Often utilized by outside investors screening a firm’s overall practices, ESG criteria focuses on three major aspects of operation: how a firm expresses concern and advocacy for the environment; how it manages and navigates relationships with associates, clients and their community; and how its leadership governs or organizes operations to ensure the firm runs smoothly.
One state in particular that has seen a massive recent push for ESG criteria, specifically in the environmental area, is Texas. In September 2021, the Texas State Senate passed SB13, which now prohibits Texas based firms from contracting with or investing in companies that divest from the oil, natural gas and coal energy industry. This legislation defines the term “divestment” as refusing to maintain business or represent a fossil fuel company actively operating outside the expectations of state and federal law. With the oil and natural gas sector accounting for nearly 10% of Texas’s gross domestic product, SB13 will more than likely limit the prospect of future business for corporate firms as well as effect the overall economy of the state.
Apart from the growing environmental push for ESG criteria, Texas state legislators are beginning to focus on evaluating the social aspects of the state, including its pension funds for public school, college and university employees.
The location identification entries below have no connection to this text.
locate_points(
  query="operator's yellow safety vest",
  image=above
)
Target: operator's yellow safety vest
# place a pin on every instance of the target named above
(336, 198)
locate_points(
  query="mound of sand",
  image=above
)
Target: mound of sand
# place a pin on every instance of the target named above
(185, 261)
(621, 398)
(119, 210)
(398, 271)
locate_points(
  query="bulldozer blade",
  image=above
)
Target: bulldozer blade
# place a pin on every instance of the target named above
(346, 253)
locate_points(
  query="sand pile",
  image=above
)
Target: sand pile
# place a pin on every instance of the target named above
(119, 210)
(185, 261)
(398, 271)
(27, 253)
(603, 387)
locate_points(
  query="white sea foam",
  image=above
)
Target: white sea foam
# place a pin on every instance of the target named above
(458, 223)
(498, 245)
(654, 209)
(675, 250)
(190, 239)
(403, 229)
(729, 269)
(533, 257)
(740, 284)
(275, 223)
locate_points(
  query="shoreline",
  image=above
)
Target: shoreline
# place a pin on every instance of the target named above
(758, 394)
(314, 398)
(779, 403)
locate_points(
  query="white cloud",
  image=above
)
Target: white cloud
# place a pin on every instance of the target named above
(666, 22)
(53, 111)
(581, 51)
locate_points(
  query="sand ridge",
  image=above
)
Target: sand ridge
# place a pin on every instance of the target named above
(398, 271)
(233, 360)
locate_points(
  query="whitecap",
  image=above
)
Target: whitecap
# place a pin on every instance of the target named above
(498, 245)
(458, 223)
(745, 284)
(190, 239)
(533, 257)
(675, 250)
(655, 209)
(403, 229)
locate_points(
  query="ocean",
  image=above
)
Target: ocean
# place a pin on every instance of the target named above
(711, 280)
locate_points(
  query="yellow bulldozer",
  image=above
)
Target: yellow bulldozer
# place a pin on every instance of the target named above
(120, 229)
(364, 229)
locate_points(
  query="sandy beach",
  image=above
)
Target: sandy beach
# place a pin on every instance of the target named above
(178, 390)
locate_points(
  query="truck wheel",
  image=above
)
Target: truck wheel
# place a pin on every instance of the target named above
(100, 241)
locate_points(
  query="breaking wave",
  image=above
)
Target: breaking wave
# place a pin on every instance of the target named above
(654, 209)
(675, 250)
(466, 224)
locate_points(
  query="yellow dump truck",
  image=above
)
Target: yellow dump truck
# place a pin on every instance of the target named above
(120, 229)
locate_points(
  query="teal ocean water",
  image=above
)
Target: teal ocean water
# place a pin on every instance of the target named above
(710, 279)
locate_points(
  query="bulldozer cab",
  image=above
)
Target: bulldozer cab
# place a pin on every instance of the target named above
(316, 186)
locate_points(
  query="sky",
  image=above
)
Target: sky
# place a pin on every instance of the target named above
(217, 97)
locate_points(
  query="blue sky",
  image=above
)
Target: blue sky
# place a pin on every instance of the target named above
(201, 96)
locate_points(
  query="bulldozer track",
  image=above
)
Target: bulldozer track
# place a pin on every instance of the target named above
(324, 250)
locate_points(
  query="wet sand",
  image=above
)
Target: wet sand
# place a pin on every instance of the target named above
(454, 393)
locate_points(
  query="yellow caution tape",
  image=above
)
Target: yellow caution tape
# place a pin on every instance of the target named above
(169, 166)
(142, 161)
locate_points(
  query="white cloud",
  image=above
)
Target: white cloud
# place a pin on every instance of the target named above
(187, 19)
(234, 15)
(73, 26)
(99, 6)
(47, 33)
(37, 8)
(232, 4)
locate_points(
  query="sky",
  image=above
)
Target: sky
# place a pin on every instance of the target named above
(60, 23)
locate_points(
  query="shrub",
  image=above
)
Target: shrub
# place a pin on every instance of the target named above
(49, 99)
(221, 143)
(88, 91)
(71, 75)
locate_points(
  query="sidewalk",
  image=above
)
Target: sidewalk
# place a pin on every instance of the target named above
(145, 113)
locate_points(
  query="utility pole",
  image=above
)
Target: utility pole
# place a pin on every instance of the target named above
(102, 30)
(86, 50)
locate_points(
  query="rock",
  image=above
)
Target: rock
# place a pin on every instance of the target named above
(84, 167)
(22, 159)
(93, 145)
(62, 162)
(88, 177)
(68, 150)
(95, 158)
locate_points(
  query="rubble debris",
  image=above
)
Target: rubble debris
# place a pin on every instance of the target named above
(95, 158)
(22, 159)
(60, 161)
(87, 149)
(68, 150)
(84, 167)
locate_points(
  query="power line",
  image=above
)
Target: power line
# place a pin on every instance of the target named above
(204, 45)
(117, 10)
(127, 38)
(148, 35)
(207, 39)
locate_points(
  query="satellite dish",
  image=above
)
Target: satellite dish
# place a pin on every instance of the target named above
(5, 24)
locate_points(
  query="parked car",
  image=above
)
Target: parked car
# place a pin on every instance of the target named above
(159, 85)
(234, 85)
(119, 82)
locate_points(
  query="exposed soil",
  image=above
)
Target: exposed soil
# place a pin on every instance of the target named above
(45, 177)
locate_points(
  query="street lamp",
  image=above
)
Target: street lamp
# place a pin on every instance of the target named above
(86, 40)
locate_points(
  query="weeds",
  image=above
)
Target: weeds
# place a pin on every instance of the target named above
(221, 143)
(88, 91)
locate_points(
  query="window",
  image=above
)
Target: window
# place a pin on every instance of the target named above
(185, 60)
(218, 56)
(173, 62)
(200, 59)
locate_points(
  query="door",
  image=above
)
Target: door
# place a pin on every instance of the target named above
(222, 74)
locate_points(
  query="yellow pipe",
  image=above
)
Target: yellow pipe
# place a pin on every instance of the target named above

The Teacher Retirement System of Texas, which is among one of the largest institutional investments for the state, approximately held $200 billion in assets as of 2021.
These drastic changes to the Texas legal landscape arrived just a year shy of Governor Abbott’s attempt to pass anti-ESG legislation, presumably meant to thwart off the now successful SB13. With Texas-based lawyers bracing for further pushbacks and major organizations begin to boycott ESG funds, firms will likely face a bevy of unknown challenges ahead as state legislation still needs to be ironed out.